たとえば、レジ前で怒っていたら「お話をゆっくりお聞きしますから、応接室に行きましょう」と別の部屋に連れていきます。

これは、他のお客さんがいるところでレジ前を長時間占領するのを避けるためというだけでなく、移動している間に冷静になってもらうためです。歩きながら怒り狂うのは難しいので、ゆっくり歩いて別の場所に移動してから話を聞くようにします。

これもマニュアルに明記しておきます。従業員が、ほかのお客さんがいるような場所で怒鳴られ続けて、サンドバックのようになるという状態は、絶対に避けましょう。

●「時間」を変える

「人」「場所」を変えて、それでもおさまりそうもなければ「時間」を変えます。つまり「今日はこれ以上の対応が難しいので、後日あらためてお話を聞かせていただきます」と、別の日に話を聞くことを提案します。これは「話を聞かないわけではありませんよ」というメッセージになります。

そこまですると、さすがに相手もクールダウンするでしょうし、別の日に出てくることが面倒になってくる可能性もあります。要求もある程度、現実的なところに落ち着いてくるでしょう。

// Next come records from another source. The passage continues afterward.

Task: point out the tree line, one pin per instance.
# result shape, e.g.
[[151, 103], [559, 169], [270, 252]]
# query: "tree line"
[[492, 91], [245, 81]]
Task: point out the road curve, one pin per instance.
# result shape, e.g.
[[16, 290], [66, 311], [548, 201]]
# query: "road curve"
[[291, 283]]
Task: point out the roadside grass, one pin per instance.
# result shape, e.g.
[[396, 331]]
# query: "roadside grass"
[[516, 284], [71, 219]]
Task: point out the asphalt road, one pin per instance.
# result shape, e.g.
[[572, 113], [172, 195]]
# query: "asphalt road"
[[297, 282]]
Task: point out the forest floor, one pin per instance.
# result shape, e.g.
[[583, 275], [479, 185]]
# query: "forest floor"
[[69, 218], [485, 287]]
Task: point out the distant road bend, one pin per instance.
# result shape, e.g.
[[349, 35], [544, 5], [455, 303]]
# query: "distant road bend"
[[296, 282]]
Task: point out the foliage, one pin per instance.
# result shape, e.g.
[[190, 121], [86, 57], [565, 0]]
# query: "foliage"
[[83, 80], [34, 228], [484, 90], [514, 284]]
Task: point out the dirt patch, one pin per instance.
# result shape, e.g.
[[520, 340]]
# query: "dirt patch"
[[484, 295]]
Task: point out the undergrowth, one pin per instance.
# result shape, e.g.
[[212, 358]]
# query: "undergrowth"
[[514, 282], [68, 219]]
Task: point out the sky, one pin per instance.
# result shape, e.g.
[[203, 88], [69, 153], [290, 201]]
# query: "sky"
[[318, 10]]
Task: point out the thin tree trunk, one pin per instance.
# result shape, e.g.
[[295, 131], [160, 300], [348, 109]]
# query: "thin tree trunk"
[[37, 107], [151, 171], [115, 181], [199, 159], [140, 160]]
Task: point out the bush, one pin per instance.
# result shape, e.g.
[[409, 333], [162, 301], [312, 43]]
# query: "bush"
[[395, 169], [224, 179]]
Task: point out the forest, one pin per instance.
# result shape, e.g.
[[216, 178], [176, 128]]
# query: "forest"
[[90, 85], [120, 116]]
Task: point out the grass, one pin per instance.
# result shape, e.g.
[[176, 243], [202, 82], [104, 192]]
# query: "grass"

くれぐれも、最初に対応した人が、同じ場所で延々と怒鳴られ続けたりすることのないように、店や企業として、詳細なマニュアルを作成し、研修を行うなどして対応法を周知してほしいと思います。

ただ、特に小規模な店舗などでは、「人」を変えようとしても、交代する相手の上司がその場にいないこともあるでしょう。判断を仰ぐ相手がいない可能性があるときは、「私の一存で拒否していいのだろうか」「会社に迷惑をかけるかもしれない」と悩んでしまいます。ですから、理不尽な要求を受けたときに、従業員の誰もが「当店ではこれはできません」「弊社では禁止されています」と拒否できるよう、「ここからは拒否してよい」という基準を定めたガイドラインをつくっておいてください。

たまたま自分が聞いているが、自分に非があるわけではない

しかしながら、いくら会社がマニュアルをつくって対策を取っていても、カスハラを受けた本人は精神的にダメージを受けてしまいます。

自分の心を守るためにも、カスハラをしてくる相手とは、距離をとることを心掛けてください。「人」「場所」「時間」で物理的な距離をとりながら、精神的な距離もしっかりとることです。怒られたり怒鳴られたりしても、言われたことを真に受けて自分に非があると受け止めないことです。

表面上は、相手の話を丁寧に聞いているふりをしながらも、頭では淡々と受け止め、上の人に引き継ごうという気持ちを持って対応します。いざその場になってみると、簡単なことではありませんが、少なくともあらかじめこうした心構えを持っておくことは、自分を守ることにつながります。

相手の不満や主張は、たまたまその場にいる自分が聞いているけれど、本来は会社に対する文句です。従業員1人で抱えるべき問題ではないのです。